Importantly, the pilot demonstrated that both laboratory based and point of care testing models are feasible within NHS stroke pathways, each with different operational strengths and constraints. Alongside these findings, the NHS implementation guide developed by the North West Genomic Medicine Service Alliance highlights broader system considerations that will shape adoption. The guide emphasises the need for clear clinical protocols, appropriate digital infrastructure, integration with existing electronic health records, workforce training, formulary alignment, equity considerations, and effective communication with primary care to ensure that prescribing decisions are acted on consistently across care settings.

What comes next

The pilot results sit within a rapidly evolving evidence and guidance landscape. The UK Centre of Excellence for Regulatory Science and Innovation in Pharmacogenomics (CERSI PGx) has recently published updated clinical guidance on clopidogrel that includes pharmacogenomic testing. This reflects growing international consensus on the role of CYP2C19 genotype guided antiplatelet therapy and complements established recommendations from groups such as the Clinical Pharmacogenetics Implementation Consortium (CPIC) and the Dutch Pharmacogenetics Working Group (DPWG). Together, these developments signal increasing maturity in the evidence base supporting CYP2C19 testing, helping move pharmacogenomics from research settings into routine clinical consideration.
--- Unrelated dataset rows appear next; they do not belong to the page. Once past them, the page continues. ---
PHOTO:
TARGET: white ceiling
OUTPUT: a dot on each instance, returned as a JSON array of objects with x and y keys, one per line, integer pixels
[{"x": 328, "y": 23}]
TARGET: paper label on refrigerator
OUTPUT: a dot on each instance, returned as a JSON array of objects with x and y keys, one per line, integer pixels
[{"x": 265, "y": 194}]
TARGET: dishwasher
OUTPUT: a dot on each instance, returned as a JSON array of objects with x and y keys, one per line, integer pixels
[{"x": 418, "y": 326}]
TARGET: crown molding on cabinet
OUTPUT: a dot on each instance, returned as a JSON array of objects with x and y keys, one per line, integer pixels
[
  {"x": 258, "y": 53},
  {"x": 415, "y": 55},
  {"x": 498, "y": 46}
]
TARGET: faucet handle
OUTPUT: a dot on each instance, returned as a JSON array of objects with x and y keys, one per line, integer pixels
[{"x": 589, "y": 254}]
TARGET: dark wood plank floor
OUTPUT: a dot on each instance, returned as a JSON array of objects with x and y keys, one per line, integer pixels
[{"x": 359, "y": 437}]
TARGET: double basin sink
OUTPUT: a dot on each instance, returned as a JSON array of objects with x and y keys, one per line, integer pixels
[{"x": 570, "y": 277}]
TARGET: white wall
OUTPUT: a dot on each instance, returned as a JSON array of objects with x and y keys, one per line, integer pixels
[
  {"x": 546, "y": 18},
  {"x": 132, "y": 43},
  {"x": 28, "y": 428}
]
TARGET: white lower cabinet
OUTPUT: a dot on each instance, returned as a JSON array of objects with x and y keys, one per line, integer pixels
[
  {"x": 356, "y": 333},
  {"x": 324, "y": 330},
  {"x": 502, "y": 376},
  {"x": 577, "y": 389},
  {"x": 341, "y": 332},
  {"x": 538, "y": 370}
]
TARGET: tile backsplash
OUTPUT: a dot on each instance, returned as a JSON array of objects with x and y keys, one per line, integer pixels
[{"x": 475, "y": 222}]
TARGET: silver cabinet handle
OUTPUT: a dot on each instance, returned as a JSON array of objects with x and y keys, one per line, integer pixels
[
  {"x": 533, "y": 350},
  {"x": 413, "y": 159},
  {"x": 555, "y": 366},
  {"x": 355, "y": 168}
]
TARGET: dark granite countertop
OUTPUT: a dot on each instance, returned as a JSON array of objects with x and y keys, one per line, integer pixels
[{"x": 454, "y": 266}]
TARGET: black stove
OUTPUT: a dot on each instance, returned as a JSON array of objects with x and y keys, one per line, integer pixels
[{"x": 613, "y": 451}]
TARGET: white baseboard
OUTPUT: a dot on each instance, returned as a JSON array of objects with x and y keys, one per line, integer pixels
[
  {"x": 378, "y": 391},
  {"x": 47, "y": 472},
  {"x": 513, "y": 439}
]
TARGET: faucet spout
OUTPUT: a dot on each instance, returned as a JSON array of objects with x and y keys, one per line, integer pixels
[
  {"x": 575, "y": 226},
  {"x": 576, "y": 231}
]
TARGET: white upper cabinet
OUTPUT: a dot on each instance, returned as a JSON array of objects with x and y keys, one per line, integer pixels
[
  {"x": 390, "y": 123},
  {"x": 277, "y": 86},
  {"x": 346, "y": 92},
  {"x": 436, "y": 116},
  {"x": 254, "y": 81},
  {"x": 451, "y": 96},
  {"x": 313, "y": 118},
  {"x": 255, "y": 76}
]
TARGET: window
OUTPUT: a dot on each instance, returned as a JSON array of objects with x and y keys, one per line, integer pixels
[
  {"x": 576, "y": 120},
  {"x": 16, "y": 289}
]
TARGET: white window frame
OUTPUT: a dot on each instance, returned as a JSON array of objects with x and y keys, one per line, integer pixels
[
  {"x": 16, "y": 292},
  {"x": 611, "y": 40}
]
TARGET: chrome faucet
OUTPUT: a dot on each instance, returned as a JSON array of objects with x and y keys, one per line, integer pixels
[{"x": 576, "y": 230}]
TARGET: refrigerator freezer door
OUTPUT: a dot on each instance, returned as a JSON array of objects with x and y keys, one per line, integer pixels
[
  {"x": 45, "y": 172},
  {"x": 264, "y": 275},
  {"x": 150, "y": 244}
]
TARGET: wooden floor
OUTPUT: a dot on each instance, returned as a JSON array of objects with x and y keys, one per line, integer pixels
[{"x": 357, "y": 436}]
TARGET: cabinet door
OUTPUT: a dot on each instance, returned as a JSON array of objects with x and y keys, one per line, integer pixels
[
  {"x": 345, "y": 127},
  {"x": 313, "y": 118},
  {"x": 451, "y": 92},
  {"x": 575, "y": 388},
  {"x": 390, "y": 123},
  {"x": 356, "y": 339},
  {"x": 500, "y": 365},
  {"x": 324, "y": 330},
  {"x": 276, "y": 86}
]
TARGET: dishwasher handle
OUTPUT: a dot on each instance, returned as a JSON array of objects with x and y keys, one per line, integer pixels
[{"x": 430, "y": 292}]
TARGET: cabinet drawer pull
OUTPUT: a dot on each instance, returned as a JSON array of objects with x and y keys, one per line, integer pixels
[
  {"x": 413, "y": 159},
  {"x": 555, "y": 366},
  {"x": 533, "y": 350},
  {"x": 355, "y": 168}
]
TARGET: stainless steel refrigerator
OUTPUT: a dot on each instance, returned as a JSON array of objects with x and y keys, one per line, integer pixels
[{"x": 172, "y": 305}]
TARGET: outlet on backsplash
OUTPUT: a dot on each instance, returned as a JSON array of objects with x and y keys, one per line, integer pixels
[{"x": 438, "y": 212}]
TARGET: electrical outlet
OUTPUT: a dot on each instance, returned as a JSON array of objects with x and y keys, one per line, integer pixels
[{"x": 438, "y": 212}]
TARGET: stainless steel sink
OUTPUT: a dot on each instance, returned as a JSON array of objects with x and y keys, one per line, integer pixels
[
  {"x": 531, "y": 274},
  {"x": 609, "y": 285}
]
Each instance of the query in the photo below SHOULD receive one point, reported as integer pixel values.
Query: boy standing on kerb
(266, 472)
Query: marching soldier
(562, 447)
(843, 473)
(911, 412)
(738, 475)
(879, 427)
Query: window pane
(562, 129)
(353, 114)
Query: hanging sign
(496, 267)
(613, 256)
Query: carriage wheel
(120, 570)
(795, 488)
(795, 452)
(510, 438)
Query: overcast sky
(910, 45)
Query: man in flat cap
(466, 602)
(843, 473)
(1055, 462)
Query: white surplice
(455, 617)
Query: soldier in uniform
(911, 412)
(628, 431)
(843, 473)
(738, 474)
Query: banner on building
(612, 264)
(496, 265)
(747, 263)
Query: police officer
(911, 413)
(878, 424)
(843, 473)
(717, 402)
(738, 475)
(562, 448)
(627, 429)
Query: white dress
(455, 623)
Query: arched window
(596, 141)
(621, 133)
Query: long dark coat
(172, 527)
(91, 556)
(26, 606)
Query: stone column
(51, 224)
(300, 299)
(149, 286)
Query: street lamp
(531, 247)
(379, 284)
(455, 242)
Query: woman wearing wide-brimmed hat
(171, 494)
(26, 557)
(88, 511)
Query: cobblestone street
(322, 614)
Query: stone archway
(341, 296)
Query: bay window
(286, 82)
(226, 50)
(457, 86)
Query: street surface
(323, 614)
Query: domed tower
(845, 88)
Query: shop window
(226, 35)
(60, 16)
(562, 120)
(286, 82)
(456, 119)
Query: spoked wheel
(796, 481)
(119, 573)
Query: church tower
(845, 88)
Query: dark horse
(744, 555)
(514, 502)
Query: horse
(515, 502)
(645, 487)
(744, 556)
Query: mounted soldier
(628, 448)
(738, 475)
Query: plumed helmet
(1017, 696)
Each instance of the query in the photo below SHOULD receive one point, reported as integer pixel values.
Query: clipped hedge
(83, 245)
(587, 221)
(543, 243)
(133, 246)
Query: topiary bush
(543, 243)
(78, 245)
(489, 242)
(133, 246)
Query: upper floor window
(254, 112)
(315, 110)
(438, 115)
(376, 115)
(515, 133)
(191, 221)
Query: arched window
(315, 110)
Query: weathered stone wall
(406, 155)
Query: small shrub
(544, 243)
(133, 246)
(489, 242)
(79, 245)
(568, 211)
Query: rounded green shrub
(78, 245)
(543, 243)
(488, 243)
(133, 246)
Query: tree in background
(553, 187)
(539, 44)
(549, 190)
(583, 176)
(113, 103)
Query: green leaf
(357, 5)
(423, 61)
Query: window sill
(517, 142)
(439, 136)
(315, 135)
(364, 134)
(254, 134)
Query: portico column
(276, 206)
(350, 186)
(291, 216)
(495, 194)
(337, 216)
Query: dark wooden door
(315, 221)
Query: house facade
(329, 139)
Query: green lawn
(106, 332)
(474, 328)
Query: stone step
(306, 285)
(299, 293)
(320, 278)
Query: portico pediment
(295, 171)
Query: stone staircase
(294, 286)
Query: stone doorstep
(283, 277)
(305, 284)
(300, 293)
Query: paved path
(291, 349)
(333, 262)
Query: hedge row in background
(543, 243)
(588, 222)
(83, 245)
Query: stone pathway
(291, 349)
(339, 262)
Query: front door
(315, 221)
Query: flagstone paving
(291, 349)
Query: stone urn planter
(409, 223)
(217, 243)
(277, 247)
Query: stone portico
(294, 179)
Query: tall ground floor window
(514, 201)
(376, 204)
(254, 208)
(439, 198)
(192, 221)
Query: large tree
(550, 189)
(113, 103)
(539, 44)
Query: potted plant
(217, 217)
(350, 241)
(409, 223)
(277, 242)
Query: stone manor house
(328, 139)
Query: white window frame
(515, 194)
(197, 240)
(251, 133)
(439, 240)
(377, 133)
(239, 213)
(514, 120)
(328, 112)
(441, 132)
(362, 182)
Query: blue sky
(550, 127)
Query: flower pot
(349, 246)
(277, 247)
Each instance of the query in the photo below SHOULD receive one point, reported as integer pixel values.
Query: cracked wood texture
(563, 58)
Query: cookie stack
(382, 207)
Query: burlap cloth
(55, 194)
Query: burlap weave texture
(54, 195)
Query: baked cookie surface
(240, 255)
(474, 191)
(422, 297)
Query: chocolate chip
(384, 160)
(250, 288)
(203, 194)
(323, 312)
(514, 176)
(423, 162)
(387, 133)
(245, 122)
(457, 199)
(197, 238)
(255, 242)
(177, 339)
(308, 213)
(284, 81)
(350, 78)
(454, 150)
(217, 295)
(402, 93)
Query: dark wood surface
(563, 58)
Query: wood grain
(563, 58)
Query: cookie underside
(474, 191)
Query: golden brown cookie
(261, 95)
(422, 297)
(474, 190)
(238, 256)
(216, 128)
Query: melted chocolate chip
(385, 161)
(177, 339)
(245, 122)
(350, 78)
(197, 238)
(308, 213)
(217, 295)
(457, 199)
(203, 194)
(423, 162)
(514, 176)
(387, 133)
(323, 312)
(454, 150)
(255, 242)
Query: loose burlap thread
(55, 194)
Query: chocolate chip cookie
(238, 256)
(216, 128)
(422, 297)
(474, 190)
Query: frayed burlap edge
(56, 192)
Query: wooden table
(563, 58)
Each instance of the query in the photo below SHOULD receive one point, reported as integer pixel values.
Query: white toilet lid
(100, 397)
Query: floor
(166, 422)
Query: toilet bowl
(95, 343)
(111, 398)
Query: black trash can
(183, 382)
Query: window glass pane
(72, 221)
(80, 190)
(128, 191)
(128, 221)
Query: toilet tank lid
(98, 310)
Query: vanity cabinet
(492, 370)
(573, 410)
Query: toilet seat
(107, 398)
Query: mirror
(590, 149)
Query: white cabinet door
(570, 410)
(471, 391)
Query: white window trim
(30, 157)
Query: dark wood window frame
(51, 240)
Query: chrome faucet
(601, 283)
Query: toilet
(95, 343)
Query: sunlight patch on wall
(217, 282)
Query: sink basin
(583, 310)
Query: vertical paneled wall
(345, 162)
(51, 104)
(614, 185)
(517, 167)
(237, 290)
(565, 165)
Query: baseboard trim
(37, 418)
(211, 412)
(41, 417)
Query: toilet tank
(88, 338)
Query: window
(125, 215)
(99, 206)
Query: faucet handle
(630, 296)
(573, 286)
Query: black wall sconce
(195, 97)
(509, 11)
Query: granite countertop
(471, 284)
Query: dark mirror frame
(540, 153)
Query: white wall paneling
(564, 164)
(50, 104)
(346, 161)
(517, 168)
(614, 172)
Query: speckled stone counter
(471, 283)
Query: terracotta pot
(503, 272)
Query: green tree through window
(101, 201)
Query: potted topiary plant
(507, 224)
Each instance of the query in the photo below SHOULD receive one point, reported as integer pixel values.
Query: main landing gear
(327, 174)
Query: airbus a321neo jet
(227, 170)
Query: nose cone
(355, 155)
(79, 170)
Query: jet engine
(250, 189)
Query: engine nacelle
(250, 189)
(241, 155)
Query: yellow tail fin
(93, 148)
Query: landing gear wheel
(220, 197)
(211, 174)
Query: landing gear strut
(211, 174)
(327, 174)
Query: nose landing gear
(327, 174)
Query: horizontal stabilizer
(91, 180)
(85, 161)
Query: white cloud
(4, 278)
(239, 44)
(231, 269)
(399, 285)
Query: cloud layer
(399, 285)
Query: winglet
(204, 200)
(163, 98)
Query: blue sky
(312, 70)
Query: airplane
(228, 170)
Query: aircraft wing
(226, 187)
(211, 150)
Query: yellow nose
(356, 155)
These early pilot findings also arrive at a time when the NHS is re-examining how to deliver more preventative and personalised care, as set out in the 10 year plan. The plan specifically emphasises reducing avoidable illness, improving long term outcomes, and shifting more care beyond hospital settings. Pharmacogenomics sits squarely within this agenda. By helping ensure that widely prescribed medicines such as clopidogrel are effective from the outset, CYP2C19 genotype testing has the potential to reduce complications, avoid preventable readmissions, and support safer prescribing across both primary and secondary care. 

In doing so, pharmacogenomics supports a more proactive model of care, where treatment decisions are informed by individual biological differences rather than adjusted only after harm or treatment failure occurs. This aligns closely with broader NHS ambitions around population health management, prevention, and making better use of data to guide clinical decision making across care settings.

At the same time, translating this potential into routine practice is not without challenge. Integrating CYP2C19 testing into existing stroke pathways will require careful consideration of service design, workforce readiness, digital integration, and sustainable funding models, particularly given current pressures on NHS capacity and budgets.

Against this backdrop, the CYP2C19 pilot represents more than a technical evaluation of a single test. It forms part of a wider conversation about how genomic information can be embedded into everyday clinical workflows, used across organisational boundaries, and applied over a patient’s lifetime to improve outcomes. The lessons emerging from this pilot will help inform how pharmacogenomics can support more efficient care pathways, strengthen links between primary and secondary care, and shape the future integration of genomic data into routine NHS practice.